Benjamin Teixeira
pelo espírito Eugênia.
Agora, quero que (…) ligue para (…), e lhe peça que pondere um pouco mais no que decidiu nesta manhã. Faço alusão ao seu projeto de ficar só toda a vida, no que concerne a relacionamentos românticos. Hoje em particular, ela estava fazendo esse tipo de reflexão: que não deseja ter ninguém, que ficará solteira, que se dedicará ao próximo.
Sim, maravilhoso o trabalho espiritual, a solidariedade, o afeto pelas multidões. Mas a questão é que ninguém é completo sem vivenciar a intimidade amorosa e sexual com outra pessoa.
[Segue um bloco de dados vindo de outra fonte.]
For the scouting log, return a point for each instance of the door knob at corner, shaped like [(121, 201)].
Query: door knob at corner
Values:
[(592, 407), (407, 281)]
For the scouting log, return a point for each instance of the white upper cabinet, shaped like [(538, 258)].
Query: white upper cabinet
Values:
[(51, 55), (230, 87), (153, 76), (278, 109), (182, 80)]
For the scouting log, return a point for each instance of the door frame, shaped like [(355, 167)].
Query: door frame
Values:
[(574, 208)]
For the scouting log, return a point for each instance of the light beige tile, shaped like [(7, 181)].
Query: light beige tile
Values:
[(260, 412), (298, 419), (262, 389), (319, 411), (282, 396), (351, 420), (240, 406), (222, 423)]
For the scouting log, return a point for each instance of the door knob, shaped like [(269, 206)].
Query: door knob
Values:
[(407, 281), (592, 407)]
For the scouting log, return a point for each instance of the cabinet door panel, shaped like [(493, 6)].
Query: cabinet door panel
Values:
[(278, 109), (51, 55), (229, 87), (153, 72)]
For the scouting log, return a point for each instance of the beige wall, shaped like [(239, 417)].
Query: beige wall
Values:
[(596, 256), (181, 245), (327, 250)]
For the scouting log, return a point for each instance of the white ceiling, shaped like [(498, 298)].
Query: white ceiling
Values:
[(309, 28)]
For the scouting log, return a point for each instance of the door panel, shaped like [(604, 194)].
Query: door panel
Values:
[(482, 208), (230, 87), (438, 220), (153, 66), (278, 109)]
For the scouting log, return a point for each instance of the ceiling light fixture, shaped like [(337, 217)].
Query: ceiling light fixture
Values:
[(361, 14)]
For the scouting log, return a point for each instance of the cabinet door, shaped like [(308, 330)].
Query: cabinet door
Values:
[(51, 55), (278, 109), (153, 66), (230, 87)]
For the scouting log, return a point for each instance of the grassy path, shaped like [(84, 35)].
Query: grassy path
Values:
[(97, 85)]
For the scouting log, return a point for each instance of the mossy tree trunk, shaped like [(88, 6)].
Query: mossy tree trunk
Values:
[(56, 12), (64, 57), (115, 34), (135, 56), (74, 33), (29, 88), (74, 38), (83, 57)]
No nível humano, uma das experiências mais enriquecedoras que pode existir é justamente a vivência na intimidade – e a mais completa é a romântica-sexual – já que propicia o atrito de personalidades diversas, que são obrigadas a encontrar ajustamentos complexos, que transcendam as contradições superficiais entre seus modos distintos de ser.
Que, sim, não tenha pressa em encontrar o príncipe encantando, mesmo porque quem deve ser encantada é a própria alma, encantada pelo fascínio de Deus e Sua Perfeita Providência, promotora da verdadeira felicidade de indivíduos e coletividades. Somente após ter sido feito o essencial consigo mesmo: a conexão e alinhamento com o Criador e Seus desígnios para si, é que pode o indivíduo estar apto a atrair uma personalidade afim à sua, sem, portanto, jungir-se a experiências mais pungentes, nas duras pugnas do confronto entre caracteres antagônicos.
Que, sim, concentre-se e priorize as questões do espírito, de realização pessoal, profissional, vocacional. Mas que não feche as portas da alma à grande possibilidade evolutiva do relacionamento conjugal, uma das bênçãos mais férteis do Céu às criaturas do purgatório terreno.
Fugir aos relacionamentos íntimos pode ser tão-somente isso: uma fuga. A pretensão de superioridade pode, sorrateiramente, estar-se imiscuindo nas entranhas da alma, para roubar integridade, inteireza, saúde emocional e mesmo espiritual da pessoa, através da tese
puritana do celibato. O celibato é, em princípio, desnatural. Almas que atingiram o nível de serem inteiramente auto-suficientes no plano físico, fazem-no espontaneamente, sem demonstrar o menor laivo de frustração ou amargura – o que mui raramente se encontra entre apologistas do distanciamento afetivo. Amiúde, aqueles que se escondem por detrás desse rótulo, ocultam terríveis problemáticas sexuais, decorrentes de traumas dessa ou de outras vidas, ou encobrem – o que é ainda em diversas circunstâncias necessário – a sua condição homossexual, tiranicamente marginalizada na cultura machista e conservadora que ainda impera nas sociedades humanas de hoje. Mas mesmo esses não se devem conformar à solidão compulsória, abusivamente determinada pelos interesses mesquinhos das tradições primevas, e, ainda que à socapa, manter relacionamentos afetivos, para seu próprio bem e das pessoas a quem servem.
Não se ponha à distância dos relacionamentos íntimos. Justamente por o desejo, a posse, a busca de supremacia do ego e a queda de todas as máscaras da conveniência social acontecerem nos complicados e quase sempre dolorosos relacionamentos íntimos é que se tem neles uma espécie de catalisador do progresso psicológico e moral do indivíduo, um fermentador de valores e habilidades íntimas de sentir, superar-se, perdoar e amar.
Não por acaso Jesus disse: “onde dois ou mais estiverem juntos, eu me farei presente.” Ele poderia dizer onde “mais de um” estivesse presente Ele se faria presente. Quis destacar a relação dúplice, que se desdobra em filhos do casal, sejam biológicos ou não, sejam adotados ou apadrinhados, sejam crianças ou adultos protegidos, senão mesmo toda uma coletividade, porque quis estabelecer o Mestre que, a partir da célula da união integral entre dois seres, surgiria a energia suficiente de atrito, combustão, propulsão e transformação, para semear e fertilizar realizações de importância significativa para a humanidade, ainda que seja a humanidade daqueles apenas dois solitários sofredores domésticos, que se preparam para a eternidade de união completa com Deus e toda a comunidade dos Espíritos Puros.